Sunday, April 03, 2011

Immigration bills

Seth Hoy at Immigration Impact has a very interesting post on how state-level immigration bills are not passing.  In ten states, Arizona-type legislation is getting axed by legislative leaders.  For example:

Mississippi’s legislature killed more than 30 immigration-related bills this week that would have, among other things, required people to speak English before receiving a state license, denied public benefits to the undocumented and attached an additional fee to all wire transfers going out of the country. The most controversial of the package, however, was SB 2179—Mississippi’s Arizona-style bill which would require police to investigate the immigration status of those they suspect are in the country illegally.

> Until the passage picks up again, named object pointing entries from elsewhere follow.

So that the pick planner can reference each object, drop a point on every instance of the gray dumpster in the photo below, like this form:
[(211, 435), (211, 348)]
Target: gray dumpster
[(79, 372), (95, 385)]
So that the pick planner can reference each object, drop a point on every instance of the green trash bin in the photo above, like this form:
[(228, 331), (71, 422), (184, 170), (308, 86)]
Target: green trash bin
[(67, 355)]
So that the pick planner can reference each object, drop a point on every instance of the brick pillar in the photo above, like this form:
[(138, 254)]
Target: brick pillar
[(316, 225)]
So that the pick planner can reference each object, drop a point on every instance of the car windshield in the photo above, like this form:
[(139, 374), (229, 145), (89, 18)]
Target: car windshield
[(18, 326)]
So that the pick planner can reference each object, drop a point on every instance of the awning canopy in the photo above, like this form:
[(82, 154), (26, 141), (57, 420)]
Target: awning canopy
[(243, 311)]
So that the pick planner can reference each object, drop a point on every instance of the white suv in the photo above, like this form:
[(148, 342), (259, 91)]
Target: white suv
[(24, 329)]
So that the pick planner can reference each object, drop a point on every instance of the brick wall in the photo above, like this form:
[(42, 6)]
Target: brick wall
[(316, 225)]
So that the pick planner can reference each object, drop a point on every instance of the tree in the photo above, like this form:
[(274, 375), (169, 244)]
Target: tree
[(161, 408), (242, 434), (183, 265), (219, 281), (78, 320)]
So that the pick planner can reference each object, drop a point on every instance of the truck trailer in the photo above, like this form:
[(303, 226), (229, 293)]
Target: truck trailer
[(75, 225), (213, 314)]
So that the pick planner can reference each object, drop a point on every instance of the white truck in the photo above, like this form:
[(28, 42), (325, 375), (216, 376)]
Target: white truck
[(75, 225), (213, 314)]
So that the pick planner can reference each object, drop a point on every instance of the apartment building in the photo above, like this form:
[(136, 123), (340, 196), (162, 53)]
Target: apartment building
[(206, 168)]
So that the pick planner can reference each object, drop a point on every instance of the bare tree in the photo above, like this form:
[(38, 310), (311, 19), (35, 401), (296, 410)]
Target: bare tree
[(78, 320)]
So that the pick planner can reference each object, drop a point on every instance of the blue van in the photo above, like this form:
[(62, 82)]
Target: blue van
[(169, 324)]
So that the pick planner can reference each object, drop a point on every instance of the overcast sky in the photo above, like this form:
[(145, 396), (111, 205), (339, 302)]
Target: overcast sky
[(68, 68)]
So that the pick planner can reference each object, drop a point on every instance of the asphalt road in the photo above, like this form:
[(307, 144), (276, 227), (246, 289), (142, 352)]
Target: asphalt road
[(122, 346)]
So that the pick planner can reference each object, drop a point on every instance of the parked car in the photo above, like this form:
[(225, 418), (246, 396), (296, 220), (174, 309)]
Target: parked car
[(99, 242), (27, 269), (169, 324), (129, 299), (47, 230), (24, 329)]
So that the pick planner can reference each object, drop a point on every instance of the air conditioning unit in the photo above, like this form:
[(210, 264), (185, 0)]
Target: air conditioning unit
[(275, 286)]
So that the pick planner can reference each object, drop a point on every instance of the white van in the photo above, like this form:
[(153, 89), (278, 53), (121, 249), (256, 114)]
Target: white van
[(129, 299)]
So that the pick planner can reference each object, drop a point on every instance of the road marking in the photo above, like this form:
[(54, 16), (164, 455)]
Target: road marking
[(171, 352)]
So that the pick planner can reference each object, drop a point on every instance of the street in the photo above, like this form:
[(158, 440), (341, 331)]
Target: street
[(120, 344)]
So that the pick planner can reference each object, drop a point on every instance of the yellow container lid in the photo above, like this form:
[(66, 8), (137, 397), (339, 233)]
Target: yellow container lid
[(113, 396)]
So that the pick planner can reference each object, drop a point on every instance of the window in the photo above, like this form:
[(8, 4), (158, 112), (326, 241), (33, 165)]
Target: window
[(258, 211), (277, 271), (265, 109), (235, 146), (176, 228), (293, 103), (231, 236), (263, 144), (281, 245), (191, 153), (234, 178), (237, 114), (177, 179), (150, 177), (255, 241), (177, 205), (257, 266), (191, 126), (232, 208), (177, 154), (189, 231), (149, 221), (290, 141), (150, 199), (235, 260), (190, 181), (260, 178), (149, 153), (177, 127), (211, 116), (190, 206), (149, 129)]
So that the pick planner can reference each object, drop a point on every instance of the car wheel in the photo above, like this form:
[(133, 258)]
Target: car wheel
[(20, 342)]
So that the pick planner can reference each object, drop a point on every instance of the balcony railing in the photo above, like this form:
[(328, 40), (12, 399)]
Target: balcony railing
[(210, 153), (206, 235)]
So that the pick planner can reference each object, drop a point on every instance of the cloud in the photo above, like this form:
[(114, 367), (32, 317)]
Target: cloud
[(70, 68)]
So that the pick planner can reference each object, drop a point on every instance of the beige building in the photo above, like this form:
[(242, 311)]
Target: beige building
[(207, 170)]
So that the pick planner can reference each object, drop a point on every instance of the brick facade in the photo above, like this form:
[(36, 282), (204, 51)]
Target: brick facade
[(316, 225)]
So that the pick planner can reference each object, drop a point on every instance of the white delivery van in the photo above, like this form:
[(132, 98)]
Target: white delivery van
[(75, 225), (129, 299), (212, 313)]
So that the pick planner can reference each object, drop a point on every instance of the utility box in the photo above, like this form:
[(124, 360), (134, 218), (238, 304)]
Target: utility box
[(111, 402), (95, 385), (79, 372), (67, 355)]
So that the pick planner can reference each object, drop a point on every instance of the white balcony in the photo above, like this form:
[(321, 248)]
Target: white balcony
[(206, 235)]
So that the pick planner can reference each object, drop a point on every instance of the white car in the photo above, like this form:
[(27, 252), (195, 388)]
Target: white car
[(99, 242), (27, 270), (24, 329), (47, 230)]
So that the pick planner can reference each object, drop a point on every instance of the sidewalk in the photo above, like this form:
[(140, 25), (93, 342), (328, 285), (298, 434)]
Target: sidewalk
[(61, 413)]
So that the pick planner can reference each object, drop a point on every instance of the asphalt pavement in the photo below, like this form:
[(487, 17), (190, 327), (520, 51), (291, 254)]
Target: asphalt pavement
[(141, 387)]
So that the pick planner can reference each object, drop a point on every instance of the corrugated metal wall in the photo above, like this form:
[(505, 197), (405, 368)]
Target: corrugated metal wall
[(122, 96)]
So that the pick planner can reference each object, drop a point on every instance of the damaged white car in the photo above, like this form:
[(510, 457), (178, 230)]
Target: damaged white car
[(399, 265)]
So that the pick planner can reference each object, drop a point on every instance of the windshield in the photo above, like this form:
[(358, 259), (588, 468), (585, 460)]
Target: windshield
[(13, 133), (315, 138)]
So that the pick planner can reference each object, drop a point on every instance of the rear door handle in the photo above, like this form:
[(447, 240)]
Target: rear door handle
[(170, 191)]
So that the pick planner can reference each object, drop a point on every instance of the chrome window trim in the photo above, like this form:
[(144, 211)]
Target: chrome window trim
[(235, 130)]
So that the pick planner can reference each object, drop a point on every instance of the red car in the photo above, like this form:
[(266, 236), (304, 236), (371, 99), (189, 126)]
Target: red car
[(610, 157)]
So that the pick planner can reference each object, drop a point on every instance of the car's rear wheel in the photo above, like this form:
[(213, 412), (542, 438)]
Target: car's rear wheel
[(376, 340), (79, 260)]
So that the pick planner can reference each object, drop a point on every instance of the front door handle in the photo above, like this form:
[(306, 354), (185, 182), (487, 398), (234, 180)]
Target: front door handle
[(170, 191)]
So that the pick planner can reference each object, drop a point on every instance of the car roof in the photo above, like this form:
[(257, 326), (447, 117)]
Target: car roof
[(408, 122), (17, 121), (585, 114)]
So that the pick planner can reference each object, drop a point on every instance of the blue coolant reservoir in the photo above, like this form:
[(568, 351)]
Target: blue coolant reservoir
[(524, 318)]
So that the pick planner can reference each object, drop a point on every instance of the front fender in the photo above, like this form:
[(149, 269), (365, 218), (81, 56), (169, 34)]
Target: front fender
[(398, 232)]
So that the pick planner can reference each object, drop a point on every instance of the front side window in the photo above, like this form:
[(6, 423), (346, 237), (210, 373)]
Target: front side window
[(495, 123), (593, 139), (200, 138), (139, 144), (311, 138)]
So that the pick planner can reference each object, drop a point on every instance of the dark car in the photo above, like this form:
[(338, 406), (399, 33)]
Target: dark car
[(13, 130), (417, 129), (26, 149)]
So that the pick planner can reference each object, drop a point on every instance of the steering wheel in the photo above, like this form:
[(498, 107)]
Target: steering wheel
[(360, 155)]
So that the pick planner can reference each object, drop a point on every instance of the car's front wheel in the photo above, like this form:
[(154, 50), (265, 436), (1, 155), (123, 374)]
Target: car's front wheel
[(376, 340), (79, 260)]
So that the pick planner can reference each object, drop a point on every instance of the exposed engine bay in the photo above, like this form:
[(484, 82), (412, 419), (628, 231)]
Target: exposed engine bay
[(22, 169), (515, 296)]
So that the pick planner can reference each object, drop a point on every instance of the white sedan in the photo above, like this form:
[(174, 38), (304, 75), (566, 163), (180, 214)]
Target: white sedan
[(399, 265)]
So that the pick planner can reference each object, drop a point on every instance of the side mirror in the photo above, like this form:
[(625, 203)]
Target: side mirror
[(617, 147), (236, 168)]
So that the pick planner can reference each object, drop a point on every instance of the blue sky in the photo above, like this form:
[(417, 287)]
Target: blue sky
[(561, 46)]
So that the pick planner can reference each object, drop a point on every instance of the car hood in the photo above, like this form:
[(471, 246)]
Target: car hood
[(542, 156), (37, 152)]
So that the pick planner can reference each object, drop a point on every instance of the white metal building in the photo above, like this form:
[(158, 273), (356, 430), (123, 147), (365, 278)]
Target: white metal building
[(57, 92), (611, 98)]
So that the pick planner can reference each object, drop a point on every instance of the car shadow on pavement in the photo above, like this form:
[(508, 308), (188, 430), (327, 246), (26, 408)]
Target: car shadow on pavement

This is another example of why I criticized the New York Times article about how such bills are becoming more common in the South.  Yes, we will see immigration bills pass at the state and local level, as potentially in Georgia, but I think there are signs of greater pragmatism that don't tend to get media attention because they aren't exciting.


Vicente Duque 5:52 PM  

SB 1070 is in Cryogenics Death in the 9th Circuit Court of Appeals - 9th Circuit heard the case five months ago but has yet to rule - Russell Pearce sat in the front row of Bolton's court and looked extremely displeased

SB 1070 Case To Be Put On Hold
'Informal Stay' Granted Today In U.S. District Court
Pat McReynolds
Anchor/Reporter, KPHO CBS 5 News
April 1, 2011

Some excerpts :

PHOENIX -- U.S. District Judge Susan Bolten heard arguments Friday as to whether she should allow the state legislature to join the defense of SB 1070, Arizona's recently passed immigration enforcement law.

Senate President Russell Pearce sat in the front row and looked displeased with the back and forth. The attorney representing Pearce and the rest of the Legislature argued that because the Legislature authored SB 1070, it would offer unique insight in the case.

But judge Bolten didn't seem convinced. She asked what another lawyer could possibly offer that attorneys for the governor and the Arizona attorney general aren't already providing. In the end, she agreed to take the matter under advisement.

But Bolten also called for a stay on all action for the main arguments in the case until the 9th Circuit Court of Appeals rules on the constitutionality of Arizona's immigration enforcement law. The 9th Circuit heard the case five months ago but has yet to rule.